Mammographic density, unlike serum hormones and growth factors, is reflective of events occurring in the breast. Unlike intraepithelial neoplasia, it does not require an invasive procedure for assessment. Further, because most women between the ages of 40 and 70 are advised to undergo yearly screening mammography, mammographic density should be obtainable at no additional risk and minimal additional expense.
What accounts for mammographic density?
Mammographic density is reflective of the relative amount of epithelium, stroma, and fluid compared to fat (14). Several investigators have suggested that high mammographic density is often associated with underlying intraepithelial neoplasia including atypical hyperplasia (1518). However, epithelial proliferation is unlikely to account for the majority of the density (19) and it is increasingly apparent that the stroma plays a major role in visualized density (19,20).
Histologic examination of tissue sections corresponding to high vs. low density in a predominately postmenopausal population showed no significant difference in the frequency of ductal and lobular structures but significantly higher collagen content, extent of fibrosis, and expression of 2 stromal proteoglycans lumican and decorin (21). Expression of these proteoglycans is positively associated with the development of breast cancer (22). As stroma is thought to play a major role in carcinogenesis (23), it makes little difference from the standpoint of risk assessment whether the predominant contributions to mammographic density are stromal or epithelial.
Association of mammographic density with other risk factors
In addition to intraepithelial neoplasia, mammographic density is positively associated with several other known risk factors or risk biomarkers for breast cancer including family history (2427), serum IGF-1 in premenopausal women (2830), serum prolactin in postmenopausal women (29), and combined estrogen plus progestin hormone replacement therapy (3134). Mammographic breast density is negatively correlated with several factors associated with reduction in risk for breast cancer such as IGFBP-3, early pregnancy, and multiparity (reviewed in 29). Unfortunately, density is also negatively correlated with 2 important risk factors for breast cancer, namely age and body mass index [reviewed by Boyd et al. (29) and McTiernan et al. (35)], and positively correlated with a protective factor, SHBG (29).
Methods to measure density
Multiple methods have been developed to assess mammographic density, with reasonable correlation between techniques (3641). Wolfe was among the first to identify certain patterns of density on mammography films that were likely to be associated with increased risk (36).

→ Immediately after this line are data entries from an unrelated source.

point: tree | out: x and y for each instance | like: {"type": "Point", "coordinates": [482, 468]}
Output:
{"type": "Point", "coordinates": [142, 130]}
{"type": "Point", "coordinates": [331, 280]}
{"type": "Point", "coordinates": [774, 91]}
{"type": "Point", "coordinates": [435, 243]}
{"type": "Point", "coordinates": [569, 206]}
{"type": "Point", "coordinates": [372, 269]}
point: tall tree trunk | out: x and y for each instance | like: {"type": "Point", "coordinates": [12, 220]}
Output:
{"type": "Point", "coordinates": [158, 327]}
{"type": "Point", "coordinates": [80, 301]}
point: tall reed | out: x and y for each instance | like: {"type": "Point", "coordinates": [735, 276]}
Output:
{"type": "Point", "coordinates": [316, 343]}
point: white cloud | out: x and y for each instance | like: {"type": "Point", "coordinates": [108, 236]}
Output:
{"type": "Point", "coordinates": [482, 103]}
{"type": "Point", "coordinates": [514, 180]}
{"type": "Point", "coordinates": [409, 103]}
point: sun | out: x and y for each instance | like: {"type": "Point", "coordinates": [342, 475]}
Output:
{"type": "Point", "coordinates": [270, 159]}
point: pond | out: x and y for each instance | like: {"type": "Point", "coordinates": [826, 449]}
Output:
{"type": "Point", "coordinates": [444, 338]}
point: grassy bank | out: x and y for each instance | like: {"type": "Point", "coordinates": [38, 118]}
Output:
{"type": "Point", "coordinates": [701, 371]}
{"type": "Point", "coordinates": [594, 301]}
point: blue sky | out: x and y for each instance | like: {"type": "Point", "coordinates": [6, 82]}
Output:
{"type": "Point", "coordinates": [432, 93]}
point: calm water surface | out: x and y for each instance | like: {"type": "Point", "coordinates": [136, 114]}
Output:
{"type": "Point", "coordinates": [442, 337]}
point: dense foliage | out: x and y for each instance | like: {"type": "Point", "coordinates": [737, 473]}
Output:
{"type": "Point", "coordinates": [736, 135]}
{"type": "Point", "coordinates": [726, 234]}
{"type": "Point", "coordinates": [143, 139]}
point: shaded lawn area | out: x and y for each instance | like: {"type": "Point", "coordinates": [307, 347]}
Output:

He described a pattern of N1 as composed almost entirely of fat with little to no radiologic density; P1 as scattered density occupying <25% of the breast; P2 as heterogeneous density occupying >25% of the breast with ductal prominence; and DY as homogeneous sheetlike density in >25% of the breast area with no ductal prominence. The greatest relative risk was associated with the DY pattern (36).
The BIRADS system developed by the American College of Radiology is similar to the Wolfe categories and describes breasts as 1) almost entirely fatty; 2) scattered fibronodular tissue; 3) heterogeneously dense; and 4) extremely dense (42). The proportion of women having BIRADS category 3 and 4 dramatically decreases with age. Eighty percent of 40- to 49-y-olds, 54% of 50- to 59-y-olds, and 43% of 60- to 69-y-olds have category 3 or 4 density (43). However, only 20% of 40- to 49-y-olds, 5% of 50- to 59-y-olds, and 2% of 60- to 69-y-olds have extremely dense category 4 breasts (43).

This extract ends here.